Who remembers this…….
It was March 17, 1970. St. Patrick's Day. A routine shuttle flight from Newark to Boston. 73 people on board.
Back then, airline shuttle flights worked like a bus. No reservations. No security screening. No boarding pass. You walked on and paid the fare in-flight. A flight attendant would come around after takeoff to collect the fare from each passenger.
Twenty minutes in, the attendant reached passenger John Divivo. He said he had no money. Then he pulled a .38 revolver and demanded to be taken to the cockpit.
He told Captain Robert Wilbur to fly east over the ocean. Then said: "Let me know when we're two or three minutes from running out of fuel."
He wanted to kill everyone on board.
First Officer James Hartley, 30, quietly signaled a hijacking to air traffic control. Then, without warning, Divivo opened fire. Hartley was hit in the chest. Then Divivo turned the gun on the captain, hitting him in both arms.

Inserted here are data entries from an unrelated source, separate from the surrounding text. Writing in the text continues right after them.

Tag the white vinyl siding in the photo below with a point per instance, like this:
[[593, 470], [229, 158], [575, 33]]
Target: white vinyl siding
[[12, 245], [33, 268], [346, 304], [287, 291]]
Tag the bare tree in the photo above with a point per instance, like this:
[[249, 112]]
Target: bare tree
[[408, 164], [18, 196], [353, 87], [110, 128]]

Hartley, bleeding and dying, lunged at Divivo. Ripped the gun from his hands. Shot the hijacker three times. Then collapsed.
But Divivo got back up. Shot three times and still moving, he began clawing at Wilbur, trying to push the controls forward and crash the plane. Wilbur grabbed the gun and hit him over the head.

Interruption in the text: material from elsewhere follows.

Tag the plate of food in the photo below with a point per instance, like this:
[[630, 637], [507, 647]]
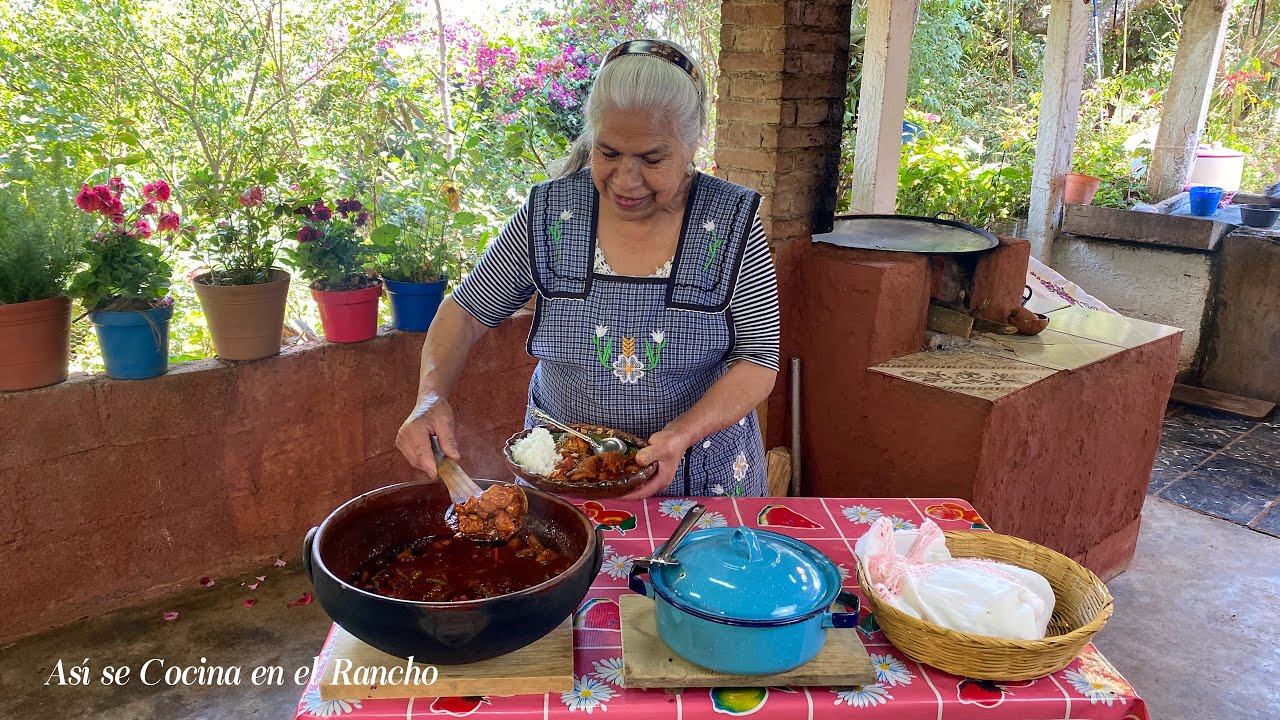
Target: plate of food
[[558, 461]]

With a bullet in each arm, Wilbur flew the DC-9 to a safe landing at Boston Logan. He radioed the tower: "My pilot is down. Where do you want me to park this thing?"

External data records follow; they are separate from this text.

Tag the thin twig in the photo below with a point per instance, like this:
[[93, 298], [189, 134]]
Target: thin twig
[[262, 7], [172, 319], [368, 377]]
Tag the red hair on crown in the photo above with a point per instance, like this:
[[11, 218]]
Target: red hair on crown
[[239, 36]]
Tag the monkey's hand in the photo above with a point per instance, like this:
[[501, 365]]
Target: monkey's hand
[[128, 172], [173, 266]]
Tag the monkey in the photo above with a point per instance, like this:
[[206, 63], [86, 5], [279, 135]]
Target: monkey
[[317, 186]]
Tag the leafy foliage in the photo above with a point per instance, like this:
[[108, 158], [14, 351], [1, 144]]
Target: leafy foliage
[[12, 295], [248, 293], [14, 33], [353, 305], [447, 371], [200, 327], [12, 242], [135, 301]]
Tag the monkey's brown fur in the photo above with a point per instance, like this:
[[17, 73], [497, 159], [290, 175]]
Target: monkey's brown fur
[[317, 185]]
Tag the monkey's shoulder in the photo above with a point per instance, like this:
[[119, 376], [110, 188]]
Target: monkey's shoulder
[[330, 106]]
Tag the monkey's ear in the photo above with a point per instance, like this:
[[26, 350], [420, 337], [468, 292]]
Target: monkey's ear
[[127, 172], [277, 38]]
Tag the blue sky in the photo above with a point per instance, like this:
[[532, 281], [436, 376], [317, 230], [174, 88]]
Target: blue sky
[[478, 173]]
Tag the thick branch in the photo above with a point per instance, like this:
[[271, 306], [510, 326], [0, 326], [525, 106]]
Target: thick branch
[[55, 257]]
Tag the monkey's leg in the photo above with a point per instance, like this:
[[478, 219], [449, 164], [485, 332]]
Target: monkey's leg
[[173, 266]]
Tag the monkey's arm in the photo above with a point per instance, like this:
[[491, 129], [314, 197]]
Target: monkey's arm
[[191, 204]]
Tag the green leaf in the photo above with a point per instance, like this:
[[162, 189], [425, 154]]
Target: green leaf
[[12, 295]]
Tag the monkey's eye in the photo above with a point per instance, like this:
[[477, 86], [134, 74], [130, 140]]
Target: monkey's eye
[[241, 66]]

He never told them he was shot too.
72 passengers walked off that plane alive. Co-pilot James Hartley did not. His sacrifice saved every one of them.
This was the first hijacking in U.S. history to end with a death. Before this incident, passengers could walk onto planes with no screening at all. Two days after the hijacking, U.S. Transportation Secretary John Volpe held congressional hearings to discuss new security measures. This led to metal detectors being deployed at airports and the beginning of passenger screening as we know it.
Pictured: Captain Robert Wilbur Jr. (left) and First Officer James Hartley (right).